A 2012 order from the Iowa Department of Education would force a realignment of conferences in eastern Iowa. In anticipation of the changes Starmont and Edgewood–Colesburg moved to the Upper Iowa Conference beginning with the 2013–14 school year.

When the state order was finalized, its changes took effect beginning with the 2013–14 school year and locked schools into the state-dictated conference alignments for 4 years. The order moved Cascade and Monticello from the Tri-Rivers to the newly formed River Valley Conference. The order dissolved the Big East Conference, and expanded the Tri-Rivers to 13 teams. Coming from the disbanded Big East were Bellevue Marquette, Calamus–Wheatland, Clinton Prince of Peace, Easton Valley (Preston), Lisbon and Midland (Wyoming). Also placed in the Tri-Rivers was Cedar Valley Christian (CVC) of Cedar Rapids, which began competing in 2011–12 as an independent, but had been seeking conference affiliation.

The resulting Tri-Rivers conference split itself into two divisions: West (the remaining original members plus Lisbon) Alburnett, Central City, East Buchanan, Lisbon, Maquoketa Valley, North Linn and Springville, and East (former Big East members plus CVC) Bellevue Marquette, Calamus–Wheatland, Clinton Prince of Peace, CVC, Easton Valley and Midland.

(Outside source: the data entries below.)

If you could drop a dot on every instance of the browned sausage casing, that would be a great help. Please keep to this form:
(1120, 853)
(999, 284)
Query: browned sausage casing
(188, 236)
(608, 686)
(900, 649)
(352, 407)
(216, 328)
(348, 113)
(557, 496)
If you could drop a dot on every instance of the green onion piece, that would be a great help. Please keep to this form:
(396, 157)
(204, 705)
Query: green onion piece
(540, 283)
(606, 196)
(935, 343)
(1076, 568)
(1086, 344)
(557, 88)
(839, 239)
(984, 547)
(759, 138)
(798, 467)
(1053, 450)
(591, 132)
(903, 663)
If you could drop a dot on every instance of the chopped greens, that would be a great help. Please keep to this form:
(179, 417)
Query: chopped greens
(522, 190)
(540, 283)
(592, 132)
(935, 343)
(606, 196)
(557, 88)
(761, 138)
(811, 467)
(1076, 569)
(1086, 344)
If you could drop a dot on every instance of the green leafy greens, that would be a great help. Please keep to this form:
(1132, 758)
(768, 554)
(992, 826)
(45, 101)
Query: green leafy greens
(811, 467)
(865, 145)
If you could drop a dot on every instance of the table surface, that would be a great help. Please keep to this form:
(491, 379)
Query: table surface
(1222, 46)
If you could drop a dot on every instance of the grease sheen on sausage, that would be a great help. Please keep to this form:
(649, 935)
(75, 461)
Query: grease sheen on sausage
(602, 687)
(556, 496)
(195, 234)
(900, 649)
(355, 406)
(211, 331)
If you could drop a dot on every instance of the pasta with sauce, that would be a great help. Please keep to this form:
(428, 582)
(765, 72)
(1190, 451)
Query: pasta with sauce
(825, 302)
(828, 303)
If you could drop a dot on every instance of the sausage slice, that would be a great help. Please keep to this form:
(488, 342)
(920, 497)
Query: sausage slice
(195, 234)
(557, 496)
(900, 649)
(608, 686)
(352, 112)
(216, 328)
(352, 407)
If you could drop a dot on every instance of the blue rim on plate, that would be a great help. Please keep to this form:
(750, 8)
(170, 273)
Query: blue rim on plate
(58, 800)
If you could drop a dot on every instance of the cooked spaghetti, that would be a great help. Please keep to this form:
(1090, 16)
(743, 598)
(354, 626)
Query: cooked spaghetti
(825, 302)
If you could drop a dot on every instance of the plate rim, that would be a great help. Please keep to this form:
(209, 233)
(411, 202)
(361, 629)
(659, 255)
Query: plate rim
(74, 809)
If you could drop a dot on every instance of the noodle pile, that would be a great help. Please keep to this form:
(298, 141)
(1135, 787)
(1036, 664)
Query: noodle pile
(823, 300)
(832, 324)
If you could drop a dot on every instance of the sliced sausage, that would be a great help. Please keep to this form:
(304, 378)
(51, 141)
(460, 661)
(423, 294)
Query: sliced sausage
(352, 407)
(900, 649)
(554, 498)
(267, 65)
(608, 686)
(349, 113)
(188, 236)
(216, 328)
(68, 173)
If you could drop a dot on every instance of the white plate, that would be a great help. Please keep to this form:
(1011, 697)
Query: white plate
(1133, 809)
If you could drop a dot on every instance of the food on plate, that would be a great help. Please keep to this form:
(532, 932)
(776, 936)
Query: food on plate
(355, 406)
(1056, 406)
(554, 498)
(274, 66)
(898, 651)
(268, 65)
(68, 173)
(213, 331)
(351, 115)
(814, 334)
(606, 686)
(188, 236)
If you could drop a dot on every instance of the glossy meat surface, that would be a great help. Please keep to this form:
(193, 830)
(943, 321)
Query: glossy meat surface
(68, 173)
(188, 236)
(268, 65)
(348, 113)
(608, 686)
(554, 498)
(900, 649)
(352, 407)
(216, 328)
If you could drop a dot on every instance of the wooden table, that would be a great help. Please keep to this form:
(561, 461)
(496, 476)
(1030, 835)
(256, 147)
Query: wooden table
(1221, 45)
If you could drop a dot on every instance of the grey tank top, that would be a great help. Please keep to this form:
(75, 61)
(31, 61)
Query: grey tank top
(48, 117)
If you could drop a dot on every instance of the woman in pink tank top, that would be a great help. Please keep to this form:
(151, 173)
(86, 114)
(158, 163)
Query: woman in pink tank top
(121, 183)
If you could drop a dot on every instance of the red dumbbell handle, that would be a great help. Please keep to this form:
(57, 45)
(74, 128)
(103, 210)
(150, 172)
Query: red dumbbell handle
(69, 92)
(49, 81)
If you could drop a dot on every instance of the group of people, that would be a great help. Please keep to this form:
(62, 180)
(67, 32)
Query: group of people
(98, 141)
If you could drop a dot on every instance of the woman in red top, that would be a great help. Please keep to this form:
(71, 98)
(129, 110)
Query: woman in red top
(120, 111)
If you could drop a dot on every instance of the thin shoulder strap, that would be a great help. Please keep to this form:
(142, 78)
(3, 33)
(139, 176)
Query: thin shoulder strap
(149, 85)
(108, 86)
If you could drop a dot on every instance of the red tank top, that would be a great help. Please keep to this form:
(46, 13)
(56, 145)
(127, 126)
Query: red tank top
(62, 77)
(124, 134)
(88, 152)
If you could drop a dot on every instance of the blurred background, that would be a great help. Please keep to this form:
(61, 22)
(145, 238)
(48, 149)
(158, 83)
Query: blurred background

In 2017–18, when the state-imposed alignments expired, Edgewood–Colesburg rejoined the conference as a member of the West division and Lisbon moved to the East division. In 2018–19, Starmont rejoined as a member of the West division.

The 2022-2023 academic year saw former River Valley Conference member North Cedar join the conference bringing membership of the Tri-Rivers conference to 16 teams.

In the Fall of 2025, Alburnett departed for the River Valley Conference reducing the number of teams to 15 once again. The following year, Lisbon also departed for the River Valley Conference.

==Tri-Rivers pro-athlete alumni==

The conference has advanced at least three athletes to the pros:

Al Eberhard played for the Springville Orioles, and graduated from Springville High School, located in Springville, Iowa. Eberhard attended Missouri University from 1972–74 and played with the Missouri Tigers. A 6'6" power forward, he averaged 16.9 points a game in college, and was a first-round pick of the 1974 NBA draft by the Detroit Pistons. He played four seasons with the Pistons. Eberhard is a member of the Iowa High School Basketball Hall of Fame, as well as the Missouri Sports Hall of Fame.

Robert Gallery played for the East Buchanan Buccaneers and graduated from East Buchanan High School in Winthrop, Iowa. He played college football at the University of Iowa and professional football for the Oakland Raiders, Seattle Seahawks and the New England Patriots.

Jordan Eglseder of Marquette Catholic was a standout player before he went to University of Northern Iowa. He was then drafted into the NBA G-League in 2010.